Но необычайное цветение и буйное изобилие не радовали глаза человеческого. Не поднималась рука к косе, граблям. Да и мало было этих рук, а какие остались, тем не до косовицы было, не до жатвы…

Однако Василий Иванович не удивился, встретив на поле целое звено девчат, которые окучивали позднюю картошку. Ловкие, проворные, они быстро двигались по бороздкам, умело орудуя мотыгами и выдергивая руками сурепку, пырей, извилистый вьюнок с белыми и розовыми цветами. Девушки работали так, словно забыли обо всем на свете. Это был коллективный труд. Но в нем не хватало живой души. Девушки работали молча. Только мелькали их проворные руки, время от времени поправляя платок на голове. Не слышно было разговоров. Не слышно было песни, неизменной спутницы человеческого труда. Песни, без которой даже трудно представить себе группу девушек на поле, на лугу.

Лица у девушек мрачные, застывшие. Видно, сердца их были далеко-далеко от этой сурепки, от пырея, от всего этого бескрайнего простора полей.

Василий Иванович остановил машину, окликнул их:

– Девчата!

Они оглянулись, испуганно посмотрели друг на друга. Испуг сменился удивлением: что это за человек, откуда взялся в такую пору…

На дороге стояли две машины, в них сидели люди. Кто они? Девушки вначале немного растерялись, боялись приблизиться к дороге, пугливо прижимались друг к дружке. Василий Иванович, разминая затекшие ноги, сам подошел к ним:

– Работаете, девчата?

– Работаем, дядечка…

– Кто же вас послал в поле?

– Кто же нас пошлет? Сами пошли… Это наш участок… Вот это клин нашего звена… Мы и присматриваем за ним.

– На кого ж вы теперь работаете?

Одна из них, повидимому, звеньевая, бойчее других, коротко ответила:

– Как-то странно спрашиваете, дядька. На колхоз работаем, на кого же еще?

– Какие же теперь колхозы, когда немец пришел? Он же, видно, не хочет колхозов.

Девушка немного смутилась, но, приглядевшись к говорившему, к шоферам, которые копались около машины, как-то сразу стала строже и ответила:

– Мало ли чего он захочет, этот немец? Но подождет он со своим хотением!..

– Ну, хорошо… Вы вот соберете урожай, а немец придет и заберет у вас все, до последнего зернышка. Зачем же вам тогда работать? Вероятно, и работа ваша зря пропадет.

– А, дядечка, что вы говорите? Как же это не работать? Не будем работать, нечего будет есть… Народ ведь должен жить, дядечка! Как же это так, без труда? Мы как работали, так и работаем. Нельзя жить без работы.

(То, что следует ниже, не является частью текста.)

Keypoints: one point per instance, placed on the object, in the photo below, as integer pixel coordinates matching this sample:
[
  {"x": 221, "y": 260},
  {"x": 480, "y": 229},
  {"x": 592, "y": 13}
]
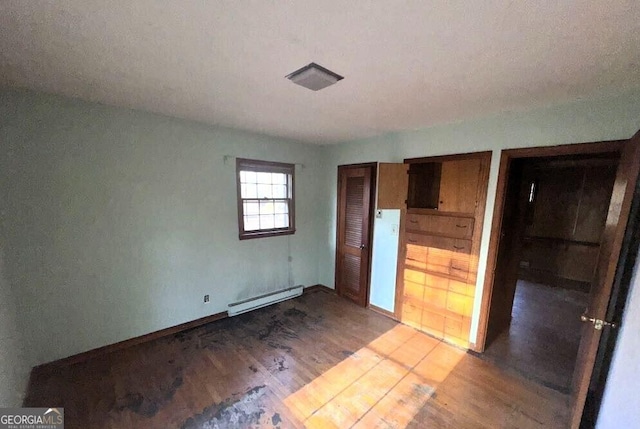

– Так он же все отберет, немец!

– Так уж и отберет! Да нам, дядечка, только бы собрать, а там он болячку увидит, так мы ему и отдадим! Подавится он нашим хлебом.

И внезапно спохватившись, что была слишком откровенна с незнакомым человеком, девушка умолкла. Присматривалась к Василию Ивановичу, к машинам на дороге, к шоферам. Потом стыдливо опросила:

– А вы, дядечка, кто такой будете? Что-то мы не знаем вас, никогда не видели.

– Вот тебе раз: они меня не знают, а я их знаю. Вы ж, должно быть, из «Красного партизана»?

– Да, дядечка…

– А как же там поживает ваш председатель?

– В армию ушел.

– А есть там у вас знатный садовод Тихон Заруба, – как он там со своими антоновками и берами управляется? Он же за них золотую медаль получил в Москве на выставке.

Девушка была явно в замешательстве. Ее подруги прыснули в углы платков и с любопытством следили за этим человеком, который все знает об их колхозе, о людях.

Наконец, она ответила, немного стесняясь:

– Так это ж мой отец – Тихон Заруба. Мы и есть Зарубы…

– А где он сейчас?

– Он? Тоже… по мобилизации.

Даже переглянулась с другими девушками, и видно было, как те потупили глаза, словно были в каком-то заговоре. А девушка еще раз повторила, подчеркивая последние слова:

– Да, в армии. У нас все в армии, которые молодые. Ну, а которые постарше, те… тоже в войсках… по мобилизации, значит…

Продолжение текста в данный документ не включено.